Salgın yasakları kalktı ya, bi rahatladık bi rahatladık ki sormayın gitsin.
Elektriğe, doğalgaza, LPG ye, öğrenci harçlarına zamlar gelmiş, umurumda değil.
Bu zamları aklıma getirmeden, son zamanlarda gündemden düşmeyen Katar’ı merak ettim.
Özel jetime atlayarak oraya gideyim dedim.
Aaa, benim özel jetimi, maaşını verdiğim pilot kaçırmış.
Katar seyahatsızlığım hüsrana uğrattı.
Bu sıkıntıyla, Dubai’ye gideyim dedim.
Dubai’nin emiri, “gelme” dedi.
“Neden?” diye sordum.
“Biz daha Sedat ile uğraşıyoruz. Sana zaman ayıramayız, mahcup oluruz” dedi.
Vazgeçtim.
Afrika’nın sömürüle sömürüle geri kalmış ülkelerine gideyim dedim, hemen yanıt geldi; “Sen gelme, kurbanlık dananı gönder” dediler.

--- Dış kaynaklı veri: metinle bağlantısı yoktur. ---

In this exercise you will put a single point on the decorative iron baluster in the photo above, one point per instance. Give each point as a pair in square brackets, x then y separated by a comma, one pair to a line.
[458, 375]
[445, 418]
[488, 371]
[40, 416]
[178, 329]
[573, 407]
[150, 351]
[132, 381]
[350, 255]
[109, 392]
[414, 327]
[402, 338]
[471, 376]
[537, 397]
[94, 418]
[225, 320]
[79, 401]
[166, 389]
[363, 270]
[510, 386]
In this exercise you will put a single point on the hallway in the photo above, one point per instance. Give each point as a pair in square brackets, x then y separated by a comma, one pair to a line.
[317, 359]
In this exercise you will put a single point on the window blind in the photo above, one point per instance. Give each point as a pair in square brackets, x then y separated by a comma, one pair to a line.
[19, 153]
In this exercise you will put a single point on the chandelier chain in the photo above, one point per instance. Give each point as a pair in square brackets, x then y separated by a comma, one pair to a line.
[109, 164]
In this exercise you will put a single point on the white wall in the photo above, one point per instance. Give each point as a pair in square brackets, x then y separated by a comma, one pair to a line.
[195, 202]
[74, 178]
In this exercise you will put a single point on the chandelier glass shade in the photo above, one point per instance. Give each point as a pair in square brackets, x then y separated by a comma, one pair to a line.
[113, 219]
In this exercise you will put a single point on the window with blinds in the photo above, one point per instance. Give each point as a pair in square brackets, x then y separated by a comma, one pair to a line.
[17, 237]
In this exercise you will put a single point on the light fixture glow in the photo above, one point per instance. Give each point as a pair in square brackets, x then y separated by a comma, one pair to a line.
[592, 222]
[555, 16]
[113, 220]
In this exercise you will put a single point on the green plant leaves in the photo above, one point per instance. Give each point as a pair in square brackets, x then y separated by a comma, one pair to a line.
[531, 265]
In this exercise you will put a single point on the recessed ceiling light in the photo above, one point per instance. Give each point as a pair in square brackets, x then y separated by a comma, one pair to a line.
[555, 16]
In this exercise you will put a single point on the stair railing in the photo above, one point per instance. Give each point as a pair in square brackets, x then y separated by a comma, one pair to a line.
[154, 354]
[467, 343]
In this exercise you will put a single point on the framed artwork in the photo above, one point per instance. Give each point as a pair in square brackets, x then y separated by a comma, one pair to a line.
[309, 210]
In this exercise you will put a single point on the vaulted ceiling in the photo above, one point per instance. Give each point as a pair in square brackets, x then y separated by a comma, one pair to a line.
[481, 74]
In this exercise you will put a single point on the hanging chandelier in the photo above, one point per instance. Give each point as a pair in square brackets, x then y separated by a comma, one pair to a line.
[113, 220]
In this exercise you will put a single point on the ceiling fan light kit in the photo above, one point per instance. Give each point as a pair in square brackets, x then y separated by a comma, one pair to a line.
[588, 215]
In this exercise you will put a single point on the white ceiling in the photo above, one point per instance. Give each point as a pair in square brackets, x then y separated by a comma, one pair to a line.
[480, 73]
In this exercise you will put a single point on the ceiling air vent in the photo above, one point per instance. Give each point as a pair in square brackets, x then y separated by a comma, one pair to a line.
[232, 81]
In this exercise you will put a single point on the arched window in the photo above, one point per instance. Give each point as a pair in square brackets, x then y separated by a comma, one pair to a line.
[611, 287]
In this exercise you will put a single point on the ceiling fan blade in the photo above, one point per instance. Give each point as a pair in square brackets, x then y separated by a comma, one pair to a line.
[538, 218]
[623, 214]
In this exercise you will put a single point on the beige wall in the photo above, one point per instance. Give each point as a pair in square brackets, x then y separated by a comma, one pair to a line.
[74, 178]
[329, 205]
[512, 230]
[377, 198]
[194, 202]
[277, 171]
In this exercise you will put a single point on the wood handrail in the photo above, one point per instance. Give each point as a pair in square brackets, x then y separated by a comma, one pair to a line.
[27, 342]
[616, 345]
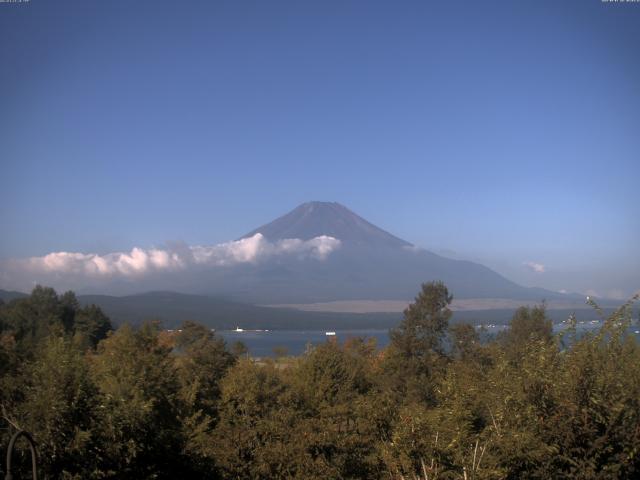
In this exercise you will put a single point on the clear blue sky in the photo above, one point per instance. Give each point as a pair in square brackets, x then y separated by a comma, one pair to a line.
[499, 131]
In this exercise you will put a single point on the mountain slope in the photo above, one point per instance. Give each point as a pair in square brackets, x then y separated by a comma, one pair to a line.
[314, 219]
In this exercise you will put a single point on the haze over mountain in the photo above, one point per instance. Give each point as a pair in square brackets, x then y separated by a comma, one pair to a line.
[314, 219]
[318, 252]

Komşu ülke Suriye’ye gideyim dedim.
Oranın bir yetkilisi, “beslediğiniz bizim zibidiler, bayram tatili için geliyorlar, bir de seninle mi uğraşacağız?” dedi.
“Yahu ben yeni bir özel jet aldım, onunla geleceğim” dedim.
“Uzay mekiğin olsa ne yazar” dediler.
Dayanamadım, Afganistan’a gideyim dedim.
“Dur bakalım, Biden karar versin, öyle” dediler.
Danimarka’ya gideyim dedim.
Oradan da biri, “gelme, biz oraya geliyoruz” dedi.
Köşede bucakta kalmış bir devlet varsa, beni davet etsin, hemen özel jetime atlayıp gideceğim.
Bu ülke Amerika bile olsa.
Tam aşılanmış bir ülkeden davet beklemeye başladım.
Şu koca dünyada, bana, “hadi özel jetine atla gel” diyen bir devlet bulabilir miyim ola?
Sonuçta, kendime, “otur oturduğun yerde, asgari ücretten bile düşük maaşın neyine yetmiyor?” diye sordum ve “bir teselli ver” şarkısını, özel jetimin içinde tek başıma oturarak terennüm etmeye başladım.
Sahi siz, şarkı – türkü söyleyebiliyor musunuz?